А нынче вон, пишут, и они уже "Wacht am Rhein"("Стража на Рейне" (нем.)) запели и заиграли. Кто же, как не сами мы в этом виноваты? Ну и надо теперь для их спасения по крайней мере хоть гуттаперчевую куклу на свой счет заказывать, да каким-нибудь ее колбасником или гоф-герихтом наряжать и провешивать, чтоб над живыми людьми не пришлось этой гадости делать.
- А не находите ли вы, - спрашиваю, - опасности в том, что немцы проведали бы, что человек-то, которого вешают, сделан из гуттаперчи?
- Ну так что же такое, что проведали бы? Да им даже под рукою можно было бы это и рассказывать, а они все писали бы, что "москали всех повешали"; ученая Европа и порешила бы, что на Балтийском поморье немцев уже нет, что немцы все уже перевешаны, а которые остались, те, стало быть, наши. Тогда они после - пиши не пиши - никто заступаться не станет, потому что поляков уже нет, все перевешаны; за русских заступаться не принято, - и весь бы этот дурацкий остзейский вопрос так и порешился бы гуттаперчевою куклой.
- Куклой! ну, - говорю, - ваше превосходительство, теперь я уж даже не сомневаюсь, что вы это все изволите шутить.
- Полноте, сделайте милость! Вы меня этим даже обижаете! - возразил с неудовольствием генерал. - Ас другой стороны, я даже и не понимаю, что вас так удивляет, что кукла может производить впечатление? Мало ли разве вы видите у нас кукол, которых все знают за кукол, а они не только впечатление производят, но даже решением вопросов руководят. Вы здешний?
- Да, здешний.
- И еще, может быть, в здешней гимназии обучались?
Я отвечал утвердительно.
- Ну, так вы не можете не знать господина Калатузова?

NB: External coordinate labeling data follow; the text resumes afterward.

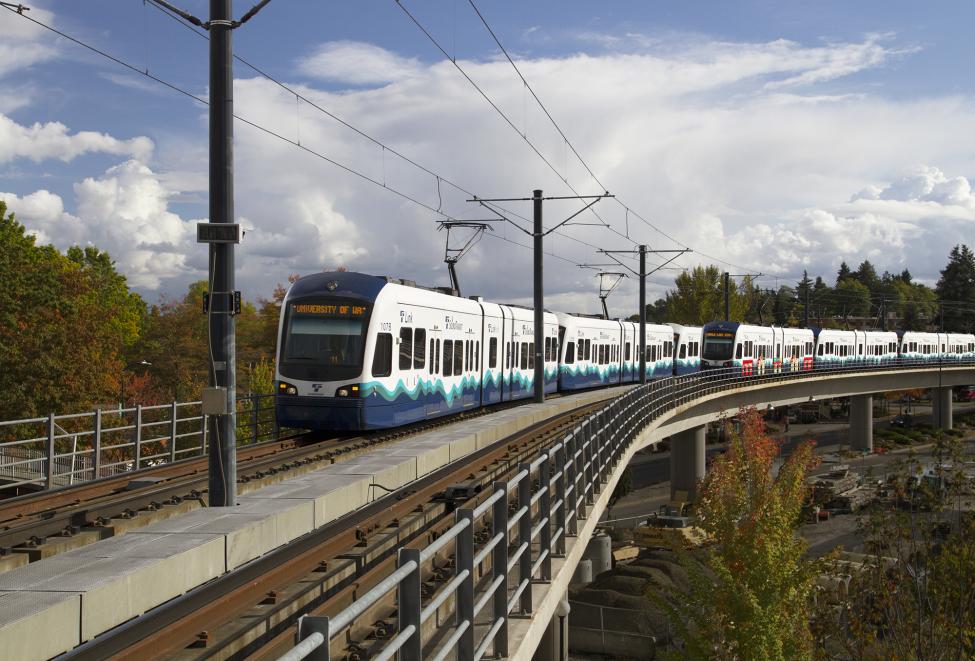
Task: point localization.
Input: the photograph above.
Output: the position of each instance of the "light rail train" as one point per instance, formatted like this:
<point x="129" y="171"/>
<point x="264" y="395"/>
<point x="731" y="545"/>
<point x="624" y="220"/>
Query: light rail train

- Как же, - отвечаю, - очень хорошо его знаю.
- Дурак он?
- Да, не умен.
- Чего не умен, просто дурак. Я и отца его знал, и тот был дурак, и мать его знал - и та была дура, и вся родня их были дураки, а и они на этого все дивовались, что уже очень глуп: никак до десяти лет казанского мыла от пряника не мог отличить. Если, бывало, как-нибудь мать в бане в сторону засмотрится, он сейчас все мыло и поест. Людей сколько за это пороли. Просто отчаянье! До восемнадцати лет дома у гувернантки учился, пока ее обнимать начал, а ничему не выучился; в гимназию в первый класс по девятнадцатому году отдали и через пять лет из второго класса назад вынули. Ни к одному месту не годился, - а вон добрые люди его в Петербурге научили газету издавать, и пошло, и заговорили про него, как он вопросы решает. Вот вы его посмотрите: вчера был у меня; приехал в земство, гласным выбран ради своего литературного значения и будет голос подавать.